Dr. Hospitalist responds:
The alternate site infusion therapy market has exploded in the U.S. in the past 25 years. Most of this surge has been driven by increased emphasis on cost containment and the desires of patients to resume their usual lifestyles while recovering from illness. Most recent estimates show that these services represent approximately $9-$11 billion a year. Although the cost is substantial, it is far lower than the cost of inpatient treatment.
Many hospitals have infusion centers, both as revenue-generating ventures and to provide a service for their patients without admitting them to the hospital. Initially, most centers focused on oncologic medications; most now provide a variety of infusion services and therapies. Having clinical staff, prescribing physicians, and pharmacists under the same roof, or in the same healthcare system, should lead to better communication, which is key when administering these specialty drugs. The center at my hospital is of average size, and it seems there are at least one or two medical emergencies there every month. I can imagine the wasted time and lives lost in situations where a full cadre of emergency staff was not immediately available.
The processes and procedures developed by hospital administrators to allow physicians to administer these medications are highly variable. When the centers first came on the scene, most of the prescribing physicians were practicing oncologists and active members of the medical staff. While oncologists still make up the largest group utilizing these centers, rheumatologists, cardiologists, and endocrinologists also are active participants. As these clinicians have aged, and as the services, as well as the variety of infusions, have expanded, hospitals have needed alternate staffing models to keep up.
My CMO created specific “infusion privileges” for health system physicians working on alternate campuses. This privilege allows them to write for the medications but does not give them core privileges like most courtesy staff designations. There is no associated hospital call or ED coverage requirement, and no quality monitoring is needed with this “special” designation. We did consider having our hospitalist write the orders for these docs, but there were many reasons not to go that route—most importantly the logistics and our current HM program’s bandwidth.

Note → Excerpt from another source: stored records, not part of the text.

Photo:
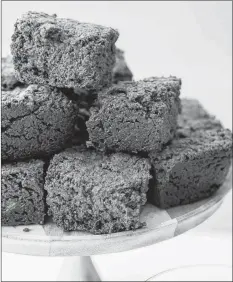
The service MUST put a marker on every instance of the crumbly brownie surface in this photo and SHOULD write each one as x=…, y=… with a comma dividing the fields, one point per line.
x=63, y=52
x=36, y=121
x=191, y=168
x=194, y=117
x=90, y=191
x=121, y=71
x=136, y=116
x=9, y=80
x=22, y=193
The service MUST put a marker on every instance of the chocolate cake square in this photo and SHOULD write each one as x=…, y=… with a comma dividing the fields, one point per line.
x=91, y=191
x=136, y=116
x=22, y=187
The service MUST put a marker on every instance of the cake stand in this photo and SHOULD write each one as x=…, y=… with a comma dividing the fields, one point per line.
x=49, y=240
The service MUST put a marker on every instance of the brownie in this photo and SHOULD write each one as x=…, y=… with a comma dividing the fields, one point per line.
x=9, y=80
x=36, y=121
x=191, y=168
x=22, y=185
x=121, y=71
x=136, y=116
x=194, y=117
x=90, y=191
x=63, y=52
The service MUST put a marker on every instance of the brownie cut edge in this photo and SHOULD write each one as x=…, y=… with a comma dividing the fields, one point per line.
x=22, y=190
x=101, y=194
x=63, y=53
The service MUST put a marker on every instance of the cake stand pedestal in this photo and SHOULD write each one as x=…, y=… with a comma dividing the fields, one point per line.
x=49, y=240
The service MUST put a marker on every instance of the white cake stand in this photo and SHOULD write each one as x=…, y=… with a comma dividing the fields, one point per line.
x=49, y=240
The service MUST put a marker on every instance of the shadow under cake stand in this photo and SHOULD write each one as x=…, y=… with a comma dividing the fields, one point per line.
x=49, y=240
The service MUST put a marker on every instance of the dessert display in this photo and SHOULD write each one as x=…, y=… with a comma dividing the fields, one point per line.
x=88, y=146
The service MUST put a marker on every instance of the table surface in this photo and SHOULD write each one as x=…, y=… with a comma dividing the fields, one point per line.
x=50, y=240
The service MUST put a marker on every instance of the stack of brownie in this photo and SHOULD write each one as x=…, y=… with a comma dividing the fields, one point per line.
x=85, y=144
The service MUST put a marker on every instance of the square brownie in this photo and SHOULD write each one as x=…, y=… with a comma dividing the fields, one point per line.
x=136, y=116
x=37, y=121
x=63, y=52
x=90, y=191
x=191, y=168
x=22, y=186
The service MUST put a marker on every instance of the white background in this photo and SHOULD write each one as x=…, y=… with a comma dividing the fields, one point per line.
x=192, y=40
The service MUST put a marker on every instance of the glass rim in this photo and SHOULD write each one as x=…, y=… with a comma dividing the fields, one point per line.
x=189, y=266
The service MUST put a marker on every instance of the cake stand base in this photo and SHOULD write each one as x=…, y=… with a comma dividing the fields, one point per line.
x=78, y=269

The situation you describe, in which physicians call in and give infusion orders to another physician/hospitalist, is the one I believe is most fraught with problems. The potential for prescribing error is very high. Plus, the multiple downstream opportunities for the patient’s care to be compromised are myriad. Because the consequences of a medication error with many of these infusions can be catastrophic, most institutions (including ours) limit who can prescribe them to those specializing in that field. Many also require physicians to use computerized physician order entry, which has been shown to reduce medication errors, for these agents.
The billing requirements for infusion centers and prescribers are very complex and were last globally consolidated in May 2004. CMS annually updates using National Correct Coding Initiative Edits, with which most coders are familiar. The CPT code is tied to the infusion or type of infusion that is given and even incorporates the amount of time it takes to administer. Prior to 2004, the codes incorporated practice expense as well as malpractice relative value units (RVUs), but zero physician RVUs. Since then, a lot has changed. Although a physician can usually bill for services using E&M codes, most require face-to-face time to be allowable. If you would like to bill independently as a prescriber for your services, I recommend you sit down with your coders and decide if it’s feasible.